We've seen that there are several Normal Forms, and sometimes 3NF can be useful – if we accept tables which are in 3NF, but not all the way into BCNF, we can sometimes keep FD's which can't be kept in BCNF, see the notebook for an example (the bookings table).

More normal forms

Some of the slides towards the end discuss 4NF, which is a generalization of BCNF, where we use multivalued dependencies instead of functional dependencies – we want you to be aware of 4NF, but we won't use it in the course.

A final example

Near the end, I started to normalize the student application database we've seen since lecture 2, we started out with one big table, and identified the functional dependencies.

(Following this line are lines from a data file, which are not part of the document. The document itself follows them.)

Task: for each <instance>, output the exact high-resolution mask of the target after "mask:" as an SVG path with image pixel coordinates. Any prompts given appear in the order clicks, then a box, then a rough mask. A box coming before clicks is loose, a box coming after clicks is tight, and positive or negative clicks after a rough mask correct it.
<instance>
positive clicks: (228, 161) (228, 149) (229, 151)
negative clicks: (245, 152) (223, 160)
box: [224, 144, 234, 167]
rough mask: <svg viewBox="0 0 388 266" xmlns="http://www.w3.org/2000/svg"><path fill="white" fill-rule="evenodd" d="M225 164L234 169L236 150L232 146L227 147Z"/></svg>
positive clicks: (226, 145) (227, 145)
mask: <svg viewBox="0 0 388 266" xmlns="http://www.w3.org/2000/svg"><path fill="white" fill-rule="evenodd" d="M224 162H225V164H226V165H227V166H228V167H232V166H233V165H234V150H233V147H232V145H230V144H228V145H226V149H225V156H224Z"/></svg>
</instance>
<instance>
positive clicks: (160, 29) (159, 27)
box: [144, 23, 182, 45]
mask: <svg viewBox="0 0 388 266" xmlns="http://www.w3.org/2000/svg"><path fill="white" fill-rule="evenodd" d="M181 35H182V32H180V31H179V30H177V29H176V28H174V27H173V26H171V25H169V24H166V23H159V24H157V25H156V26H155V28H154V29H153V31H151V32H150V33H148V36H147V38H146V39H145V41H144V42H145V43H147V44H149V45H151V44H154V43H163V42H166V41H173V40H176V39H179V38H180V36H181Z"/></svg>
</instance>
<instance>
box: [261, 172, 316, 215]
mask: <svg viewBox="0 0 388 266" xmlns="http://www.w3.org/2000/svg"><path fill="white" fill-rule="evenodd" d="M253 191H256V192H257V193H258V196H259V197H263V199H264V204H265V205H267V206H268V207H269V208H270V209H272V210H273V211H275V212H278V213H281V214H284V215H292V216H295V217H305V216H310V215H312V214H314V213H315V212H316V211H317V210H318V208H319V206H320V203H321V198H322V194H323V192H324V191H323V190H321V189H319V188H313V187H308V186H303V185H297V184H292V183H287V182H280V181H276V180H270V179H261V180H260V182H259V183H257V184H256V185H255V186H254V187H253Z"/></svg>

As you can see, the three tables we come up with after the final step, called students, colleges and app'', are the same as the ones we got when we created an ER-model in week 2.

In this case our three final tables happens to contain the same atttributes as our three functional dependencies, but that's 'by coincidence'. Just writing down three relations with the attributes of our functional dependencies will not guarantee that we can reproduce our original relation – only by following our 'recipe' can we be sure to get relations which we can recombine into our original table (on exams, some students just write down relations with the attributes of the functional dependencies, and they may or may not be the same tables we would get if we followed the 'recipe', but a solution without a correct derivation will give zero points, since it gives no guarantee whatsoever that we can recombine our tables into the original).

Earlier we've seen an ER-diagram for the applications:

If we translate this into tables, as we did in week 2, we would get exactly the same tables as we got when we normalized into BCNF.